JEFFERSON CITY, Mo. (AP) – Lab tests on an unknown substance sent to a Missouri lawmaker suggest it was pesticide.

Department of Public Safety spokesman Mike O’Connell said Friday that lab results suggested that the green, granular substance leaking from an envelope may have been a pesticide sold over the counter to consumers.
A Cole County hazmat team was called Thursday after a staff member for Sen. Maria Chappelle-Nadal, Democrat of University City, spotted the envelope. It was not immediately clear if it was intended as a threat, although Chappelle-Nadal said she has received death threats since posting online in August that she hoped for President Donald Trump’s assassination. She later apologized.

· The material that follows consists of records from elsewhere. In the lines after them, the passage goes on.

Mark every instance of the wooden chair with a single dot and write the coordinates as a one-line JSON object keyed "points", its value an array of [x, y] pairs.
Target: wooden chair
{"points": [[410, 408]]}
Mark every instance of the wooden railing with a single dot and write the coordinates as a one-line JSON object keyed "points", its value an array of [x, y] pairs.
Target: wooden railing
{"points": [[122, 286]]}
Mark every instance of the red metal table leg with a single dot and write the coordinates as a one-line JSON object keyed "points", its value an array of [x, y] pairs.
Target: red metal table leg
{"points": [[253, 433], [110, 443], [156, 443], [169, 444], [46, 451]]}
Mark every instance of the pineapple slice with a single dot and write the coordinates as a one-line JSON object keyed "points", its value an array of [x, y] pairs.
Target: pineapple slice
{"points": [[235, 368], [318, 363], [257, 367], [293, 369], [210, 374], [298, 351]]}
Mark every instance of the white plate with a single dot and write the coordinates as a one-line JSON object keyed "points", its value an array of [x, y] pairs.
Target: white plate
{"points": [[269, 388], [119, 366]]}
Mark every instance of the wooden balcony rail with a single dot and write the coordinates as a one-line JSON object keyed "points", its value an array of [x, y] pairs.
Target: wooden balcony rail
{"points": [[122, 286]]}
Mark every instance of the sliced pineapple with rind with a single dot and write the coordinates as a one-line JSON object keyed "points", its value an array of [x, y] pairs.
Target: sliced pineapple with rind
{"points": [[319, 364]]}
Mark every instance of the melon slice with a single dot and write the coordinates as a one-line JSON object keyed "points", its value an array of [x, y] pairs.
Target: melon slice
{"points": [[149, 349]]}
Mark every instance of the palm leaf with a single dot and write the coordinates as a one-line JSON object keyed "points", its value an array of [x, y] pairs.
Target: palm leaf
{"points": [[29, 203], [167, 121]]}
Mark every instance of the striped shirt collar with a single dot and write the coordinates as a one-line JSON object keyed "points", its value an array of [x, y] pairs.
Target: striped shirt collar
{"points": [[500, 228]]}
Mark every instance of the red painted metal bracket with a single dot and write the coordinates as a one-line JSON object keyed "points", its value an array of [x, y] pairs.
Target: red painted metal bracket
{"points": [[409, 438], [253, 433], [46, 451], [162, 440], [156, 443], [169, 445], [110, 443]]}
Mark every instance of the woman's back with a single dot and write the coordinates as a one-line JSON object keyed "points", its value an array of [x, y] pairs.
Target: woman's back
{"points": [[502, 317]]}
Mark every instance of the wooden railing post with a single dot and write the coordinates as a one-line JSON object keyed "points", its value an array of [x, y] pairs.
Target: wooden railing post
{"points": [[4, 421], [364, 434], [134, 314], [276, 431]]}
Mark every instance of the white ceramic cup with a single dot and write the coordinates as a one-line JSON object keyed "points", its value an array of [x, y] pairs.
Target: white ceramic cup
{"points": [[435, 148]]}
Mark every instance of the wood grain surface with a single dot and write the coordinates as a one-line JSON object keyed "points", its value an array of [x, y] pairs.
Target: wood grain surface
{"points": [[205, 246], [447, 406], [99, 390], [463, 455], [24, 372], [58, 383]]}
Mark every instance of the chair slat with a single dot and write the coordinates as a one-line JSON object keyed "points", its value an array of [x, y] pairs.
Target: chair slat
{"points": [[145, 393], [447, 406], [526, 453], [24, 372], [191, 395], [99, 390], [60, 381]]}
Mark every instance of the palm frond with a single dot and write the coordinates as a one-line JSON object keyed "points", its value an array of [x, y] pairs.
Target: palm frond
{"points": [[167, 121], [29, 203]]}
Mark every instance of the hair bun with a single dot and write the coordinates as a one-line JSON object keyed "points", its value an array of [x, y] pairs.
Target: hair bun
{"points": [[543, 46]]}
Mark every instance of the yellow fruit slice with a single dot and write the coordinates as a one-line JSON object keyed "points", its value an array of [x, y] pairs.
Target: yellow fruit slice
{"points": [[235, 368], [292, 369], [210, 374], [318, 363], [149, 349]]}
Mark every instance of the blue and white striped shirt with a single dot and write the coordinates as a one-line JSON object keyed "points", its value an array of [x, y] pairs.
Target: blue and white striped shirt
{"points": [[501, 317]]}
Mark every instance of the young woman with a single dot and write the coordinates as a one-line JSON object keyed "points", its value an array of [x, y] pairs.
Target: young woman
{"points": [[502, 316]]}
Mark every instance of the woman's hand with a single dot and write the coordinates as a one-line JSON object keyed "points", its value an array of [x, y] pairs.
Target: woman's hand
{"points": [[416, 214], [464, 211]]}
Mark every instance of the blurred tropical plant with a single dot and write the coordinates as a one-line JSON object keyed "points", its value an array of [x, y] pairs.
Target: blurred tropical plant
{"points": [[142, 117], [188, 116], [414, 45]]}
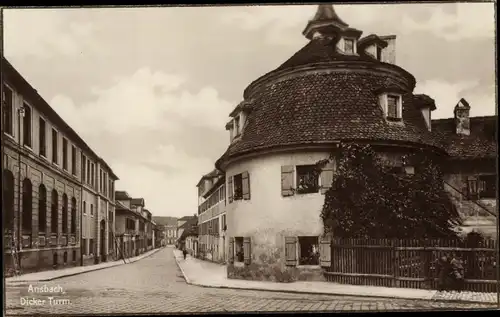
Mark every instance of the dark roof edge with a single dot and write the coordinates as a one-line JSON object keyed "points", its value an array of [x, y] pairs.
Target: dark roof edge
{"points": [[36, 98], [275, 74], [326, 145]]}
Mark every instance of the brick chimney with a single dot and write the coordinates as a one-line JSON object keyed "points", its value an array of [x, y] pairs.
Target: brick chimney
{"points": [[462, 120]]}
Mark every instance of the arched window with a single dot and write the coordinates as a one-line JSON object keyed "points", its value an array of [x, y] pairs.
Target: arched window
{"points": [[73, 215], [8, 197], [65, 214], [54, 212], [27, 205], [42, 208]]}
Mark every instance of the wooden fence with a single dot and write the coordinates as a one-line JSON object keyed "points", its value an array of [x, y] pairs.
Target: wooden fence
{"points": [[408, 263]]}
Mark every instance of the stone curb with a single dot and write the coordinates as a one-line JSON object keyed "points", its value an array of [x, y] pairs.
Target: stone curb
{"points": [[188, 281], [77, 273]]}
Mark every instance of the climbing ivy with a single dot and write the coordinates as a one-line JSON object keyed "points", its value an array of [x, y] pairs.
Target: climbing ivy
{"points": [[368, 199]]}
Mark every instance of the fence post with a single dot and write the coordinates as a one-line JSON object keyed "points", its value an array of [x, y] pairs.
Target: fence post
{"points": [[426, 263], [395, 263]]}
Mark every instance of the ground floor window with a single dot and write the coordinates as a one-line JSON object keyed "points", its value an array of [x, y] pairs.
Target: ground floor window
{"points": [[238, 249], [91, 246], [308, 250]]}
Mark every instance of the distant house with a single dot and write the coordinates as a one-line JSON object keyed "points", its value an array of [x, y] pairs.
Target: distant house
{"points": [[212, 216], [188, 233], [168, 228]]}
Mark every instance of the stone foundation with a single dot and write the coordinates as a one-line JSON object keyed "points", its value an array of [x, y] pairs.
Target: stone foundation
{"points": [[274, 273]]}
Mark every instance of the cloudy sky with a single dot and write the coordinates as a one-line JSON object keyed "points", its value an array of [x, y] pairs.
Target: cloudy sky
{"points": [[150, 89]]}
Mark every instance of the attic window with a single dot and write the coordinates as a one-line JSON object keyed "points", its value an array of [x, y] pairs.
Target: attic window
{"points": [[237, 126], [392, 106], [349, 46]]}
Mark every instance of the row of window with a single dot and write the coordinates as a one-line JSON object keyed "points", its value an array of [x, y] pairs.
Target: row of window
{"points": [[298, 250], [216, 197], [69, 152], [129, 224], [27, 211], [27, 140]]}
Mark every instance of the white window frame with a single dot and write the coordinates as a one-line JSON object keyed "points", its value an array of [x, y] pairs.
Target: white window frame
{"points": [[67, 156], [354, 49], [39, 145], [57, 162], [384, 103], [13, 111], [25, 105], [296, 175]]}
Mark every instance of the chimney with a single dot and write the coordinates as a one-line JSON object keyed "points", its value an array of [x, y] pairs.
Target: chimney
{"points": [[462, 120]]}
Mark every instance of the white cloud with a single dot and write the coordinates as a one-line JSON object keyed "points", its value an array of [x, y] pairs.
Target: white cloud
{"points": [[165, 195], [156, 169], [44, 33], [468, 21], [447, 95], [145, 100]]}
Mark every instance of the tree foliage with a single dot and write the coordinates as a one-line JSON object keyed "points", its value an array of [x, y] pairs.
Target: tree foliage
{"points": [[368, 199]]}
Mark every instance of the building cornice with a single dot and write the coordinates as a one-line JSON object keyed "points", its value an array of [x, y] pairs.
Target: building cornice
{"points": [[223, 162]]}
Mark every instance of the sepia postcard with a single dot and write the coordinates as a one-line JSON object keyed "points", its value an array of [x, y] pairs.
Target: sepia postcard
{"points": [[192, 159]]}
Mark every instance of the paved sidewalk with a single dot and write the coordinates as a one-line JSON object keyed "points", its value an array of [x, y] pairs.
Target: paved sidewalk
{"points": [[209, 274], [55, 274]]}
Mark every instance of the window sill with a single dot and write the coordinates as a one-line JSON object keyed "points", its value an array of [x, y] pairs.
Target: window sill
{"points": [[310, 267]]}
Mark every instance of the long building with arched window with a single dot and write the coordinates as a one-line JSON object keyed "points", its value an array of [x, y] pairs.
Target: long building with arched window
{"points": [[58, 194]]}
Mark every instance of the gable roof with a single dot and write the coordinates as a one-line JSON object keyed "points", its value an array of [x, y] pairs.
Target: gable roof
{"points": [[122, 195], [481, 143], [137, 202]]}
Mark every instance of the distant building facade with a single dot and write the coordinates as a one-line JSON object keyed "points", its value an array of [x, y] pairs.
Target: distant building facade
{"points": [[212, 242], [43, 181]]}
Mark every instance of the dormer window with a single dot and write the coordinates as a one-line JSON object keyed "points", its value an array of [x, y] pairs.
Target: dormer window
{"points": [[237, 125], [349, 46], [393, 106], [391, 103]]}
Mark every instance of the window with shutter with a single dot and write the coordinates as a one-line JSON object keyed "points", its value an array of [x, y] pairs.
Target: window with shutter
{"points": [[230, 189], [291, 251], [327, 177], [231, 250], [245, 179], [287, 180], [247, 254], [325, 252]]}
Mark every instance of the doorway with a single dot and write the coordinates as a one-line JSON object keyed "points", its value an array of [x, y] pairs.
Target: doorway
{"points": [[103, 240]]}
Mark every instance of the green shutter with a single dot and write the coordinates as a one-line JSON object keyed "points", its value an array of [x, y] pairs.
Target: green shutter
{"points": [[327, 177], [230, 189], [287, 173], [247, 254]]}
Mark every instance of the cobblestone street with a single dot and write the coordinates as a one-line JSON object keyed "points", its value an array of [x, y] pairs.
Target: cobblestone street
{"points": [[155, 284]]}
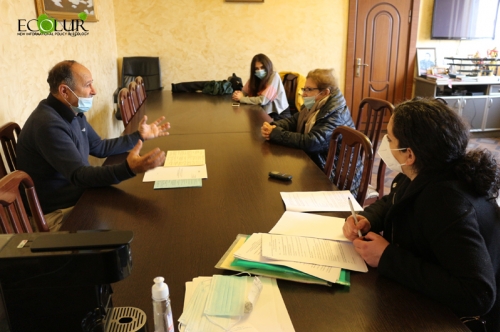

Eight staff members were examined and released, and offices have since been re-opened.
There will not be additional lab tests.
———
JEFFERSON CITY, Mo. (AP) – Leaders of the Missouri Senate say early indications are that an unknown green substance sent to a lawmaker at the Statehouse poses no danger, but investigators are taking extreme caution.
Sen. Maria Chappelle-Nadal, a Democrat from University City, said the envelope was addressed to her, but had no return address. The envelope was spotted Thursday morning by one of her assistants.
Three firefighters in protective gear spent about ten minutes in and near Chappelle-Nadal’s office and left with several sealed plastic bags.
Before the firefighters entered the offices, a statement from Senate leaders said several staff members had come into contact with the envelope but law enforcement believed the substance posed no threat to the public.